Of course they wouldn’t….

I guess it can pass as that when “reasonable restrictions” are presented to weak minds on the issue of gun ownership and not abortion. Pictures of 20 mangled fetuses in a bio-hazard waste container tagged for disposal don’t have the same emotional impact as the pictures of the beautiful Sandy Hook kids – even though the only difference between the two is only 6 short years of life.

Destruction of constitutional rights through incremental erosion is not “middle ground” and we should not accept it as such.

7 thoughts on “What If Chuck Schumer’s Washington Post Op Ed Was Written About Abortion Instead Of Guns?

  1. It would be so good for our country if we could come to some common ground on Pro Choice/Pro Life. We have been fighting about this since I was in High School. Although I am pro choice I certainly want limits on abortion, including age restrictions, 1st trimester only, etc. however, it seems our country gets more polarized every day so not sure we can find some compromise anytime soon.

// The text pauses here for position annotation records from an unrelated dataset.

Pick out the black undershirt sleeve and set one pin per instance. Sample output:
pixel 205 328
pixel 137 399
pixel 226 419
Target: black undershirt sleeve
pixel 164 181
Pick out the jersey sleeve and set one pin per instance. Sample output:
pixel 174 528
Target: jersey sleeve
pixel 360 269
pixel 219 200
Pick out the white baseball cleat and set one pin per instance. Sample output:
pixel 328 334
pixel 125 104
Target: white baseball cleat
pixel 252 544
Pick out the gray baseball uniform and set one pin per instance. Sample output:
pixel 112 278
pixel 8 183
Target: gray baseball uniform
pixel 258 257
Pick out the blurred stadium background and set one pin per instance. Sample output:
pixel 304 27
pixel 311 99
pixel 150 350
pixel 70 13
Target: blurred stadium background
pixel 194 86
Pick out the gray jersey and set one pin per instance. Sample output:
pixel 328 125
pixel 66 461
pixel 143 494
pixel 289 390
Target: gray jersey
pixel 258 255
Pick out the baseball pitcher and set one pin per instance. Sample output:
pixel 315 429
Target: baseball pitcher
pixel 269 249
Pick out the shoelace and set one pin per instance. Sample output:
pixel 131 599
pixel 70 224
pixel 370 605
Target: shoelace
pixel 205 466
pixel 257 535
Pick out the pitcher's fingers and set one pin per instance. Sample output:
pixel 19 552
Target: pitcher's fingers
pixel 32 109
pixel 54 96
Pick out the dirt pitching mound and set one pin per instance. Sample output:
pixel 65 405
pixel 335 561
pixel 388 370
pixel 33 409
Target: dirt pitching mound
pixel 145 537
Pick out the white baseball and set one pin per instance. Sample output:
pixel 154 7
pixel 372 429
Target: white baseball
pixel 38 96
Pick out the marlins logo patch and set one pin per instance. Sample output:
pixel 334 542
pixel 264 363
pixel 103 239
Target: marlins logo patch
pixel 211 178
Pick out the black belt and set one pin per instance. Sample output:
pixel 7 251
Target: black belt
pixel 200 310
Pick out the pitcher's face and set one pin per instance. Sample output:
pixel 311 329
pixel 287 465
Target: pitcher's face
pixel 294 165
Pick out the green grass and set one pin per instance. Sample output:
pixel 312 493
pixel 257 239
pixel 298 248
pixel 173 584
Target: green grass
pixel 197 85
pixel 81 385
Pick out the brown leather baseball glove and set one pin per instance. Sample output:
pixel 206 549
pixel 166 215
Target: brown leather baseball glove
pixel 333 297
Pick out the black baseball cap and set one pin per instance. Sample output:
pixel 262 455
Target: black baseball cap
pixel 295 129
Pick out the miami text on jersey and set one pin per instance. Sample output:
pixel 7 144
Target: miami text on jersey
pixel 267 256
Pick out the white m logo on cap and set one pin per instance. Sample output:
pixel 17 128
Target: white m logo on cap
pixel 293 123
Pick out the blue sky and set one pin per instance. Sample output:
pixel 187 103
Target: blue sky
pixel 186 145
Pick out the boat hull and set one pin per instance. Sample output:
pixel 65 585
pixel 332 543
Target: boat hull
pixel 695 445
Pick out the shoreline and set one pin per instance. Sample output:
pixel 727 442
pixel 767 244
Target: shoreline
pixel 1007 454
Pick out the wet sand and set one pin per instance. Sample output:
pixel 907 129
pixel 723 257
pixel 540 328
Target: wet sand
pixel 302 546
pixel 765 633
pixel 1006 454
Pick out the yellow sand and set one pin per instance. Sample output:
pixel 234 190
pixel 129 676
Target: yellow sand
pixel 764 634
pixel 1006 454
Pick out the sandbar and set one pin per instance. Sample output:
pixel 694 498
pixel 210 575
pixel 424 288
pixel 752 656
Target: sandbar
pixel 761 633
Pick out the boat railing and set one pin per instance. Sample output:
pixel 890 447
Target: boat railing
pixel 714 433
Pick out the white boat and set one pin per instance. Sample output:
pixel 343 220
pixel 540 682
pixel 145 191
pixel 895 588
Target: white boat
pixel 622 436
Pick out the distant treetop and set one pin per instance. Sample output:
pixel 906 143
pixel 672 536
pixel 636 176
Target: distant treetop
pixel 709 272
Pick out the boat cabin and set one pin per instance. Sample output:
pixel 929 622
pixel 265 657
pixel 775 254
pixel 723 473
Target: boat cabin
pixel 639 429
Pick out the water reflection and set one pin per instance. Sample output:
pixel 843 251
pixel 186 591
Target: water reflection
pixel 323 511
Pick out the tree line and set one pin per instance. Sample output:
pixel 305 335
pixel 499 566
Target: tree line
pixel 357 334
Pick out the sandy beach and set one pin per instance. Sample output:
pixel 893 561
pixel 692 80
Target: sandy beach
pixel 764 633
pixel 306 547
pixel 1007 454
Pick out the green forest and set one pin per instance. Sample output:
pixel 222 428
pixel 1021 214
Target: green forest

  2. Thanks to our esteemed chief justice, there is a silver lining to several dark clouds. Since the Federal government has such broad powers of taxation under the Obamacare individual mandate decision, why not implement a new abortion tax? What’s good for Stryker and other medical device manufacturers should also be good for Planned Parenthood. Let’s tax the beejeezus out of the abortion industry, and return those revenues to “save Medicare” all over again.